Canadians across the country are facing a difficult and unforeseen financial hurdles that have many worried. In fact, research by the Financial Consumer Agency of Canada back in 2018 stated that 48 per cent of Canadians said they had lost sleep because of financial worries — something that has only been exacerbated with layoffs, social-distancing and illness within the last few months.

As the world collectively frets about finances, three of the University of Waterloo’s experts in accounting and finance weigh in on what individuals can do with their personal finances, taxes and pensions to help them breathe easier and better navigate this crisis.

Wants vs. needs: Review your everyday spending

“When stress and emotions run high, it can lead to making poor financial decisions.” — Tracy Hilpert, CPA, Adjunct Lecturer, School of Accounting and Finance (SAF)

Hilpert, also Director of the SAF Financial Literacy in the Classroom initiative, stresses that before turning to expensive payday loans and high-interest credit cards, review your everyday spending to identify needs vs. wants.
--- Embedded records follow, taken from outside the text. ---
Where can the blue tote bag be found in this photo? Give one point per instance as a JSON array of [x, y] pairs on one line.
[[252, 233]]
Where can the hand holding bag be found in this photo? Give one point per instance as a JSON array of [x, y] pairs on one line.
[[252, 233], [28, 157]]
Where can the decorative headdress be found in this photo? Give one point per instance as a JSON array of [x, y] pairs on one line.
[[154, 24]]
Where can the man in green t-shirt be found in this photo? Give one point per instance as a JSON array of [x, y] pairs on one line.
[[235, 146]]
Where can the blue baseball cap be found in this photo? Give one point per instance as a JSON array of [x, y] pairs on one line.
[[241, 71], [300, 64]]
A want is something you enjoy and adds value to your life, but isn’t something you need to get by. Decide what “wants” you can forgo temporarily to reduce spending in the short term.

For needs, consider contacting your creditors and services providers to see what payment flexibility you can negotiate. Remember, these organizations are trying to manage as well, so payment forgiveness is not likely an option. Instead, ask about deferring your mortgage, loan, or bill payments temporarily — but make sure to understand the implications, including what it will cost and when the missed payments need to be repaid.
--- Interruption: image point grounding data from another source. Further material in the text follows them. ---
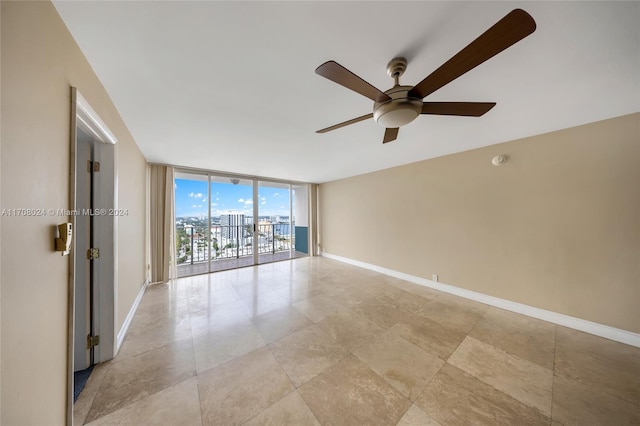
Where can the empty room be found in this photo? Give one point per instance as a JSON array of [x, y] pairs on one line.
[[319, 213]]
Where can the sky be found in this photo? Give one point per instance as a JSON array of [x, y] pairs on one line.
[[192, 199]]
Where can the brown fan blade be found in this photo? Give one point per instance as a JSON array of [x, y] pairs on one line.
[[469, 109], [390, 134], [339, 74], [346, 123], [515, 26]]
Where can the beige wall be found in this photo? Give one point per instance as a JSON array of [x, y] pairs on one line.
[[40, 61], [556, 227]]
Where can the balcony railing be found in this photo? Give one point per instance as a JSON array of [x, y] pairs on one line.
[[230, 241]]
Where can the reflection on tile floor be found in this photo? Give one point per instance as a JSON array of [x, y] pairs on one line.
[[314, 341]]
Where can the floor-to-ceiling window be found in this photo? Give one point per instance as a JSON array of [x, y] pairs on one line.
[[225, 222]]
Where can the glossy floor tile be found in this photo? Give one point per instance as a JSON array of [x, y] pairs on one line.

Read Adjunct Lecturer Tracy Hilpert’s full article

Taxes: More time and benefits

The tax filing deadline for individuals in Canada has been extended to June 1, 2020 and Andrew Bauer, Assistant Professor at the School of Accounting and Finance, highlights that you can delay payment on any taxes owed on your 2019 return until after August 31, 2020 (without interest or penalties).
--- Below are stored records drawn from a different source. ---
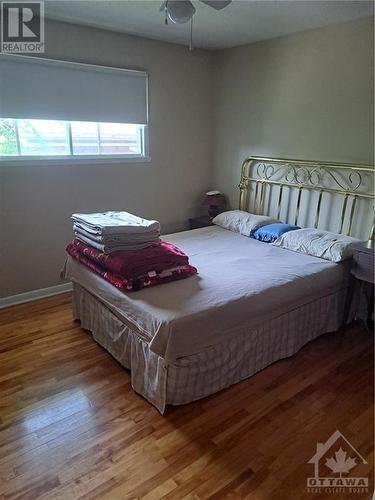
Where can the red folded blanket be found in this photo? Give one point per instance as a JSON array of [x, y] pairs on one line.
[[132, 284], [130, 264]]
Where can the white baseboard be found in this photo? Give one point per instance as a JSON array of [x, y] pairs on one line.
[[34, 295]]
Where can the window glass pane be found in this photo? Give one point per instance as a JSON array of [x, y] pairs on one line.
[[43, 137], [120, 138], [85, 138], [8, 141]]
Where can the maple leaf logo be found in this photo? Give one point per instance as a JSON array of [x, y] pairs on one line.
[[340, 464]]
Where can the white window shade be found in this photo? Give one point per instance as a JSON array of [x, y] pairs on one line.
[[32, 87]]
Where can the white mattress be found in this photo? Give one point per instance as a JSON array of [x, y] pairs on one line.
[[241, 283]]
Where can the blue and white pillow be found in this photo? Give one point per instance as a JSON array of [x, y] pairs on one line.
[[271, 232]]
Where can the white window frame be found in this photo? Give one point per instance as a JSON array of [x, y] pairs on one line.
[[78, 159]]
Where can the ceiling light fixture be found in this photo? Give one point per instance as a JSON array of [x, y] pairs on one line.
[[182, 11]]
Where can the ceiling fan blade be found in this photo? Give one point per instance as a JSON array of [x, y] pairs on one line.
[[217, 4], [180, 11]]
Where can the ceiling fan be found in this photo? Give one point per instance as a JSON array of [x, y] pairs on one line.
[[182, 11]]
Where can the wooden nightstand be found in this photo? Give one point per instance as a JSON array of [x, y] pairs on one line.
[[202, 221], [362, 272]]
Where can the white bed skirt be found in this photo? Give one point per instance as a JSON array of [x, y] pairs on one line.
[[199, 375]]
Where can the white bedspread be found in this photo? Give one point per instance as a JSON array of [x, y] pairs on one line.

Bauer, also the Canada Research Chair in Taxation, Governance and Risk breaks down the tax-related government support available as outlined in the COVID-19 Economic Response Plan. The support can provide individuals with cash in the short term and comes in three forms. First, $2,000 a month, for four months, in tax benefits are available to a broad range of individuals. Eligible individuals include those off from work without paid sick leave, those without Employment Insurance (EI) benefits, those that are parents and can’t work because they care for children off from school and those in quarantine.

Second, the Canada Emergency Student Benefit (CESB) provides eligible students and new graduates $1,250 a month, or $1,750 a month for eligible students with dependents or disabilities. This benefit is available from May to August 2020, with more details to be announced soon. Those repaying student loans also automatically have their loan repayments and interest suspended until September 30, 2020.

Third, additional amounts are available for low- and modest-income families through enhancements to the GST credit (up to $400-600) and Canada Child Benefit (up to $300 per child).

Read Assistant Professor Andrew Bauer’s full article

Pensions: Protect your life’s earnings

“Among the many significant impacts of the recent crisis is the effect on individual pensions.” — Neal Stoughton, Professor, School of Accounting and Finance

In recent decades there has been a gradual trend away from defined benefit plans toward defined contribution plans. Defined benefit plans are at the discretion of the employer and may be threatened by underfunding. By contrast, defined contribution plans are ‘fully funded’ by definition, but all the risk is essentially carried by the employee or retiree. Optimal asset allocation policies are usually governed by a rule whereby the mix between risky stocks and bonds shifts towards bonds as the employee approaches retirement.

Due to the market crash, the allocation to equities has likely declined already. Therefore, many employees may find they are “underweight” equities. Stoughton recommends not exacerbating this by selling equities and moving more funds into bonds or cash.

First, lessons of financial history show that there are long run mean reversion tendencies in the stock market. Risky investment opportunities are better now than before the crisis.

Second, long-term bonds are returning a nominal return near zero, which means that even small amounts of inflation may decimate real bond returns in the future. Especially if there are more than ten years to retirement, if the equity/bond percentage is below the classical 60/40 split, a reallocation towards stocks will probably pay off handsomely in the long run.